Democrats are not going to help Republicans out of a box of their own making by making “an awful bill a very bad bill,” Senate Minority Leader Brad Hutto said.

The same bill without the exceptions appeared to fail in the more conservative state House last week before some Republicans maneuvered through a series of votes to allow abortions for rape and incest victims up to the 12th week of pregnancy.

Democrats — and two Republicans — did weigh in against the bill in a final losing 9-8 vote in Tuesday’s committee meeting that could foreshadow the closeness of any vote in the full Senate.

By then, Democrats had refused to vote on other proposals by Republican Sen. Tom Davis, who has said for weeks that the bill needs to be modified from a total ban before he can support it.

Protesters gather outside the state house in opposition to a proposed abortion ban debated Tuesday, Aug. 30, 2022 by the South Carolina House of Representatives in Columbia, S.C. (AP Photo/James Pollard)

They included assuring that a doctor can perform the abortion if it is determined a fetus has a medical condition that won’t allow it to live — an issue at the center of a federal lawsuit over Idaho’s abortion ban — as well as increasing access to contraceptives and including birth control as part of the state’s abstinence-based sex education.

Those ideas could be taken up on the Senate floor, along with a reconsideration of the rape and incest exceptions in a chamber where 30 Republicans outnumber 16 Democrats.

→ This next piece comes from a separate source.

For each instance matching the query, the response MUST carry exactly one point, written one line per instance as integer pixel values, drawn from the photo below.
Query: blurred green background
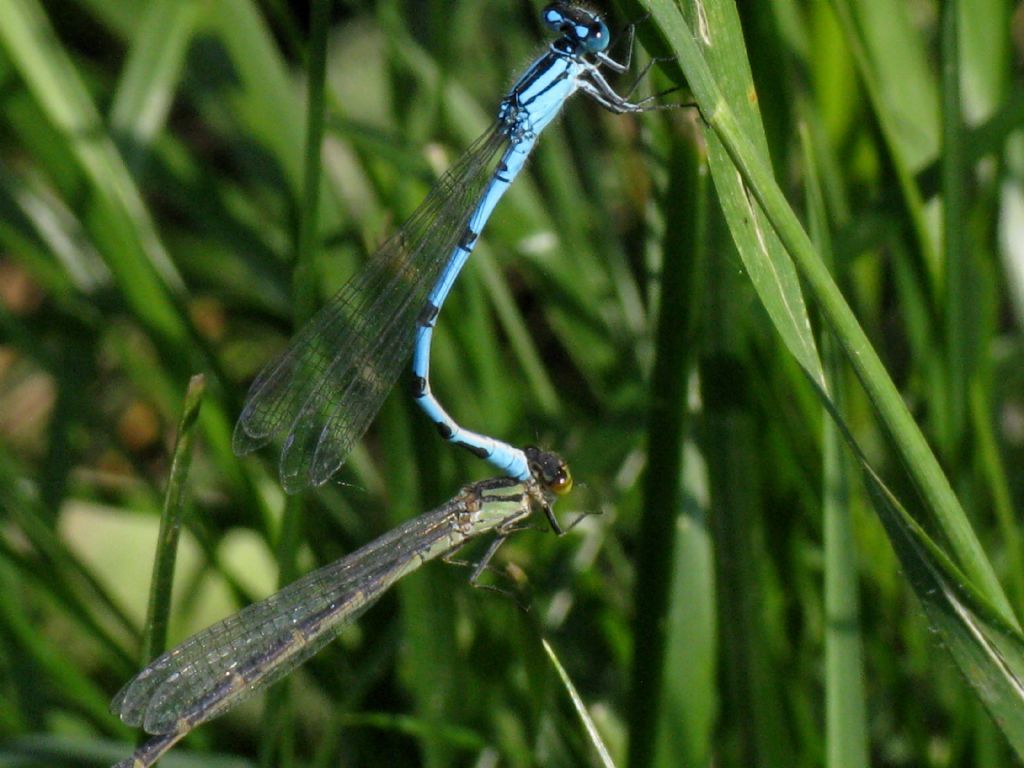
(742, 598)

In a likely preview of the fight, Davis clashed in the committee meeting with fellow Republican Sen. Richard Cash, who has made ending all abortions his main focus during his five years in the Senate. Davis has said for weeks that if the state is going to ban nearly all abortions, it needs to make sure mothers receive adequate prenatal care and that the additional babies born get child care and education.

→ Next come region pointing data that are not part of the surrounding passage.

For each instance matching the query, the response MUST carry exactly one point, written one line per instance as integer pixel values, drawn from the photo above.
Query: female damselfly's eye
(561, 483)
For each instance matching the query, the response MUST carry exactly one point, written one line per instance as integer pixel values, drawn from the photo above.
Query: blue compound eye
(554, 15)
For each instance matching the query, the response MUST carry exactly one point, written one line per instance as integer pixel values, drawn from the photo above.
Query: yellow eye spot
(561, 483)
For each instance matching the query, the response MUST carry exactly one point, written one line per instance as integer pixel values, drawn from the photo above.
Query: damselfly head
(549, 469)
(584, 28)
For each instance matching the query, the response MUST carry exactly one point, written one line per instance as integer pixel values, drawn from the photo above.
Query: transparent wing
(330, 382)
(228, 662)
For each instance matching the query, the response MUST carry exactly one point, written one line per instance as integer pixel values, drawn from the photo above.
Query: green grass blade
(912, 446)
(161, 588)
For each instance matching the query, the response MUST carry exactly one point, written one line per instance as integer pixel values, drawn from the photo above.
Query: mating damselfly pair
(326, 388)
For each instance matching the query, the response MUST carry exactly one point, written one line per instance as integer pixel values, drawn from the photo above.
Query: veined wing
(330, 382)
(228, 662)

Abortion ban floor Debate splits South Carolina GOP
Opponents of a total ban on abortion gather in the lobby of the South Carolina Statehouse on Tuesday, Aug. 30, 2022, in Columbia, S.C. (AP Photo/Jeffrey Collins)

“If you are over the age of 13, we kind of expect you to have sex. We’re going to provide you with all the contraceptives’ you are going to need,” Cash said, mocking Davis’ proposal to make birth control available with parental consent. “It borders on encouraging immorality.”

”You have a different view of the role of the state in society,” Davis responded to Cash. “I don’t look to the state to dictate what my morals are.”

The bill would ban all abortions in South Carolina except when the mother’s life is at risk. Before they were removed, the bill also included exceptions for pregnancies caused by rape and incest, allowing abortions up to 12 weeks after conception. In those cases, the doctor would have had to tell the patient that the crime and the abortion will be reported, with her name given to the county sheriff within 24 hours of the procedure.

South Carolina currently has a ban on abortions once cardiac activity in a fetus is detectable, which is usually about six weeks. But that law has been suspended as the South Carolina Supreme Court reviews whether it violates the state’s constitutional right to privacy. That leaves South Carolina’s older 20-week abortion ban as the current benchmark.